Public sector enterprises (PSEs) are a big drain on the national economy. According to new data released by the State Bank of Pakistan, the mounting debt and liabilities of the Public Sector Entities (PSEs) touched Rs1.3 trillion during the fiscal year 2018.The previous PML-N government failed to bring any reforms in the PSEs including Pakistan International Airlines (PIA) and Pakistan Steel Mills (PSM) which are burdened with huge loans.
The debt and liabilities of PSEs had gone up by over 23.5 percent on annual basis, and was recorded at Rs1.05 trillion by June last year. Liabilities alone had swelled to Rs231.3 billion by June 2018. Similarly, the debt of the PSEs had increased to Rs1068.2 billion at the end of June 2018 as compared to Rs822.8 billion a year ago, showing an increase of almost 30 percent.
According to the official figures, PIA’s debt has increased to Rs146 billion at the end of June 2018, as compared to Rs122.4 billion of a year ago. The PIA still needs billions of rupees to meet its expenses as well as to get new airplanes on lease. The debt of Pakistan Steel Mills remained at Rs43.2 billion. The PSM management is not in position to pay the salaries to its employees. The federal government is paying salaries to the PSM’s workers from its own resources. The Water and Power Development Authority (Wapda) recorded an increase of over Rs49.8 billion in one year, as its debt increased to Rs131.2 billion at the end of June 2018, which was Rs81.4 billion a year ago. The Oil and Gas Development Corporation (OGDC)’s debt was recorded at Rs4.3 billion by end of June 2018.The Pakistan Railways, too, suffered a loss of 40 billion rupees in the fiscal year ending June, 2018
All these entities were profitable at some point in time, having enjoyed a monopoly or limited competition in their respective sectors, for decades. But later they became a liability for the country. The reason for the reversal is that although they are commercial entities meant to make a profit, these entities are run like any other government department. Almost all of them are run by some government ministry making them attractive targets for politicians to milk them through various tactics.
It is no secret that politicians often fill these entities with political appointments from their own constituencies. These appointees lack the required skills and are often totally redundant, only adding to the salary and pension obligations of the respective organisations, besides being involved in corruption. They also remain active politically and often form powerful linkages inside these entities, blocking the way of any reform as we have seen in the case of PIA and PSM where multiple attempts to privatize them have failed because of stiff resistance from employees and their political backers.
In today’s business environment where critical decisions have to be made very quickly one cannot put their files in a bureaucratic process and wait for months to get approval from secretaries and ministers, who work at a snail’s pace. Moreover, they are not technically equipped nor do they have relevant qualifications and experience to make such decisions. PIA has to get approval from the prime minister to buy new planes. Where on earth does this happens? All successful airlines around the world make their own fleet decisions, purely based on business needs without the involvement of politicians. There are many airlines, railways and other organisations around the world which are hugely profitable despite belonging wholly, or partially, to the public sector.
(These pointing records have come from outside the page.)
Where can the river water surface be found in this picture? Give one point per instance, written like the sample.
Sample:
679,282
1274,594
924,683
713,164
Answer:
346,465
Needless to say, all public sector commercial organisations in Pakistan can become profitable only if there is a political will to do the needful. The first step towards this will be the de-politicisation of these entities. The state needs to understand that commercial enterprises cannot be run like other government departments and there is no room for political meddling in business organizations. In today’s world, businesses are run by graduates of top-ranked business, engineering and technology schools and not by traditional civil servants. Independent entities will be able to get talented people by paying them in comparison with the private sector and tying their employment benefits with their performance.
A CEO who is an industry leader in commercial aviation and is offered pay and perks in line with the international aviation industry benchmarks can surely turn the PIA around, if given necessary powers to make decisions purely based on the business needs of the airline. Besides running their core operations smoothly and profitably these independent entities will be able to utilize their huge resources to the optimum. For example, Pakistan Post owns prime land in almost all cities around the country. A single high rise building built on one of its plots, say in Lahore or Karachi, can give it millions in rent every year. Similarly, all other organisations have an enormous amount of resources, including land and other assets, lying unutilised.
The previous PML-N government had promised but did not privatise the loss-making PSEs including PIA, Pakistan Steel Mills and power sector companies in the last five years. Now, the PTI has vowed to establish a “wealth fund” to run the PSEs including PIA, PSM and others. These PSEs would be run by appointing and empowering non-political and autonomous boards instead of concerned ministries. The idea of a wealth fund is modelled on the concept of Khazanah in Malaysia, which is a sovereign wealth fund of the government. It holds and manages selected commercial assets of the government and undertakes strategic investments on behalf of the nation. Nevertheless, the new government would have to create fiscal space to clear the debt of PIA and PSM.